Slow chargers have a maximum of 3.6 kW available, and typically take between 6-12 hours to recharge a pure electric car. These chargers are ideal for overnight charging.

Whatever you choose, always remember to get a professional to install the charge point for you.

Tethered charge point

A tethered charge point comes with a long cable attached to the unit, it’s available with either a Type 1 or Type 2 cable and you’ll need to make sure you get the right type to fit your car’s charging inlet. Most newly manufactured electric cars in the UK come with a Type 2 connector, but it's always worth checking with the manufacturer before purchasing a tethered charge point. 

The benefit of a tethered charging unit is you can plug it straight in to the car when you get home. However, you are limited to vehicles with that connector Type.

Socketed charge point

A socketed charge point comes without a cable and is essentially a dedicated charging station, fitted with the necessary safety devices to protect you, your car, and your home’s main fuse board. Socketed chargers are universal, because any electric car with a fast charging cable, can be used with the charger.

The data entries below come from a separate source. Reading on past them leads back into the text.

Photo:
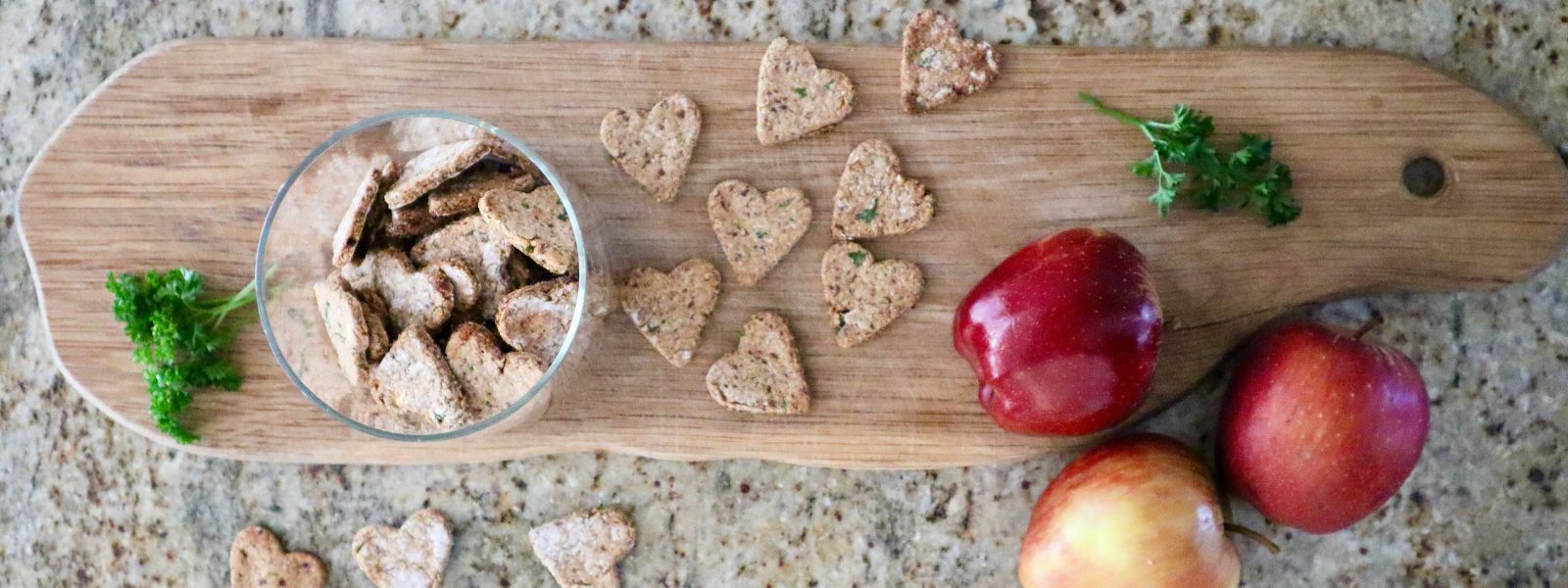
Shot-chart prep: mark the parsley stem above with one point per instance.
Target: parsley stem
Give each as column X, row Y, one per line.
column 1110, row 112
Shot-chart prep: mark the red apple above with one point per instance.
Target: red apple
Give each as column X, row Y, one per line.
column 1136, row 512
column 1319, row 428
column 1062, row 334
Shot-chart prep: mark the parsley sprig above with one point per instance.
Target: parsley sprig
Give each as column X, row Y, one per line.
column 1186, row 162
column 177, row 339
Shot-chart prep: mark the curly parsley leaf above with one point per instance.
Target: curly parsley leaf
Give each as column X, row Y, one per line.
column 177, row 337
column 1186, row 162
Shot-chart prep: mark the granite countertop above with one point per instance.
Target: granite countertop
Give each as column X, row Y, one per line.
column 86, row 502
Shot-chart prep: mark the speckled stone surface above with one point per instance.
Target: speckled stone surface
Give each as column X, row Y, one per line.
column 85, row 502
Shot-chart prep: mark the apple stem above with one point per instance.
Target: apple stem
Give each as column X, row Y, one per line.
column 1259, row 538
column 1368, row 326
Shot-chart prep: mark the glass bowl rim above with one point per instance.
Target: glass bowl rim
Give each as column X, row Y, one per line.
column 579, row 313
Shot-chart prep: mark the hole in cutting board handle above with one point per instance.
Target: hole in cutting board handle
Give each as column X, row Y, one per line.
column 1424, row 176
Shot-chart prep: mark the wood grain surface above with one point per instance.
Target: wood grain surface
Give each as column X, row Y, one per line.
column 177, row 157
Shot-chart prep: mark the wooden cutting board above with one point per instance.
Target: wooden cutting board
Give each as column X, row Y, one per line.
column 177, row 156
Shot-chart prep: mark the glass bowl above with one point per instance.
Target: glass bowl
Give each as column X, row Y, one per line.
column 294, row 255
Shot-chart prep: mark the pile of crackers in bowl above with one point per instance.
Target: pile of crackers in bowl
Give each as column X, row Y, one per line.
column 454, row 284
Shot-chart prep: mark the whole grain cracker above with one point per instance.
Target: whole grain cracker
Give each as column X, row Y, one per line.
column 478, row 247
column 797, row 98
column 582, row 549
column 462, row 195
column 365, row 212
column 415, row 376
column 671, row 310
column 491, row 378
column 361, row 274
column 412, row 556
column 535, row 318
column 258, row 559
column 764, row 373
column 866, row 295
column 535, row 223
column 757, row 229
column 940, row 65
column 655, row 146
column 415, row 298
column 375, row 311
column 875, row 200
column 433, row 167
column 465, row 284
column 410, row 221
column 347, row 328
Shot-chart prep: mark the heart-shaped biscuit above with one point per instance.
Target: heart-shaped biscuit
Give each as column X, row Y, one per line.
column 478, row 247
column 537, row 318
column 757, row 229
column 535, row 223
column 875, row 200
column 258, row 559
column 764, row 373
column 671, row 308
column 433, row 167
column 655, row 146
column 408, row 557
column 365, row 214
column 491, row 376
column 416, row 378
column 353, row 329
column 940, row 65
column 580, row 549
column 462, row 195
column 415, row 298
column 866, row 295
column 797, row 98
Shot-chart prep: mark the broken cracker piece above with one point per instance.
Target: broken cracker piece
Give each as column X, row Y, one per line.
column 764, row 373
column 413, row 220
column 655, row 146
column 415, row 376
column 671, row 310
column 535, row 223
column 582, row 549
column 797, row 98
column 365, row 212
column 940, row 65
column 415, row 298
column 757, row 229
column 465, row 284
column 535, row 318
column 875, row 200
column 491, row 378
column 480, row 248
column 258, row 559
column 433, row 167
column 462, row 195
column 412, row 556
column 347, row 328
column 866, row 295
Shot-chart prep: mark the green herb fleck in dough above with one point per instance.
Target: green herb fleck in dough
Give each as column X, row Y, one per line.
column 179, row 337
column 869, row 214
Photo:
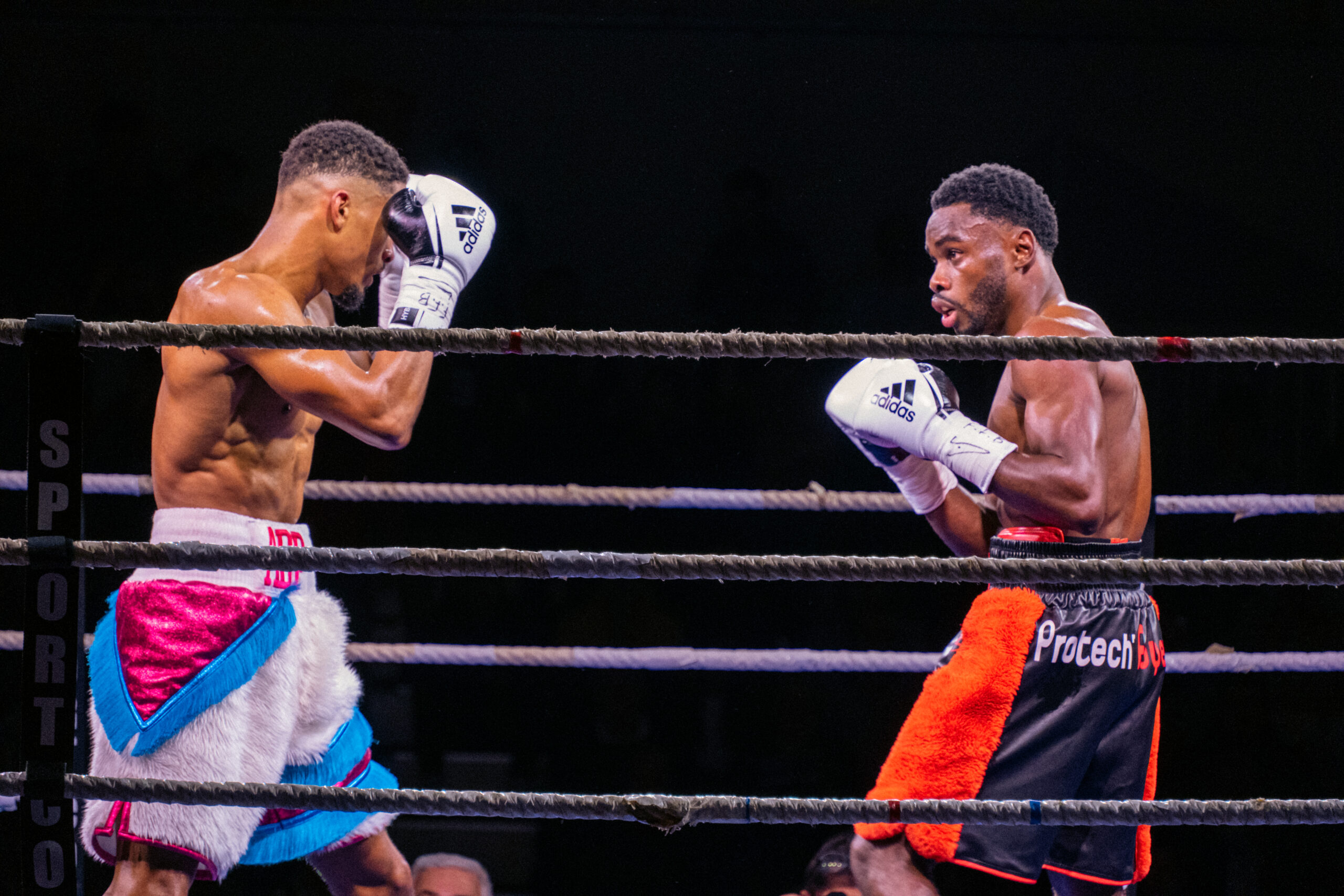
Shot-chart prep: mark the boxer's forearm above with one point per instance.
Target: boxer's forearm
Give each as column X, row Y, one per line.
column 964, row 524
column 1050, row 491
column 398, row 382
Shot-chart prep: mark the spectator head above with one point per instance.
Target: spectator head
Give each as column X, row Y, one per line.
column 828, row 872
column 450, row 875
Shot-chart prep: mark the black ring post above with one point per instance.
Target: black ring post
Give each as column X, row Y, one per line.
column 54, row 605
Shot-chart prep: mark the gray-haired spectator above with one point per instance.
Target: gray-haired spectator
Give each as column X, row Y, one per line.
column 450, row 875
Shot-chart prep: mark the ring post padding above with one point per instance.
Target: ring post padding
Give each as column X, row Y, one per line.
column 53, row 605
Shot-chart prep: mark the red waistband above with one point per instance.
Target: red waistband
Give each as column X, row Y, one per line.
column 1040, row 534
column 1031, row 534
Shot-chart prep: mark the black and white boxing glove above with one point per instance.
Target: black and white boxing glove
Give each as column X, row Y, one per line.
column 441, row 233
column 904, row 417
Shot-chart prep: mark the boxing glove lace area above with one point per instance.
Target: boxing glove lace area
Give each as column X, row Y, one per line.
column 444, row 231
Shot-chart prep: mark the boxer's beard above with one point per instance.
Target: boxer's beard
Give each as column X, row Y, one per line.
column 987, row 309
column 351, row 300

The benefit of a socketed charge point is that you can accomodate all electric vehicles, so if ever you decide to change your car, you are not limited to vehicles with a specific connector type.

What power rating should I use?

When it comes to home charging, 3-7 kW chargers are the most popular and are widely recommended for the UK market. Many UK households have a single-phase (AC) electricity supply and can support the additional 7 kW load. Some households, with three-phase (AC) supply can support a more powerful fast charger up to 22 kW. However, this is far more common in countries like Germany with a more robust electricity network.

Always check with the installer that your fuse board has enough spare capacity to support the additional load of a home charging station. If there is not enough spare capacity, then you may have to pay to upgrade your distribution board.

Rapid chargers offer you a much quicker charge, perfect for longer journeys, when a quicker charge is needed, but it's not advisable to only use rapid charging because this can increase the degradation of your battery over time.

Here's a handy infographic on charging point connector types and speeds

Electric car charging point types infographic

Three tips for EV battery life

EVs use high-voltage batteries for power, so there's a few things you can do to make sure your battery stays healthy and holds charge for as long as possible.

Don’t use high-power chargers all the time

Over time, using rapid chargers often could limit your battery's ability to hold charge.

Understand the different driving modes

Investigate the driving modes of your car, some modes offer increased battery range by enhancing features such as regenerative breaking and minimizing acceleration options. Other modes enhance performance whilst reducing range.

Adapt your driving style

Boost your EV’s range by reducing unnecessary acceleration or braking and coasting where possible. Minimising usage of air conditioning and heating will also help to preserve energy.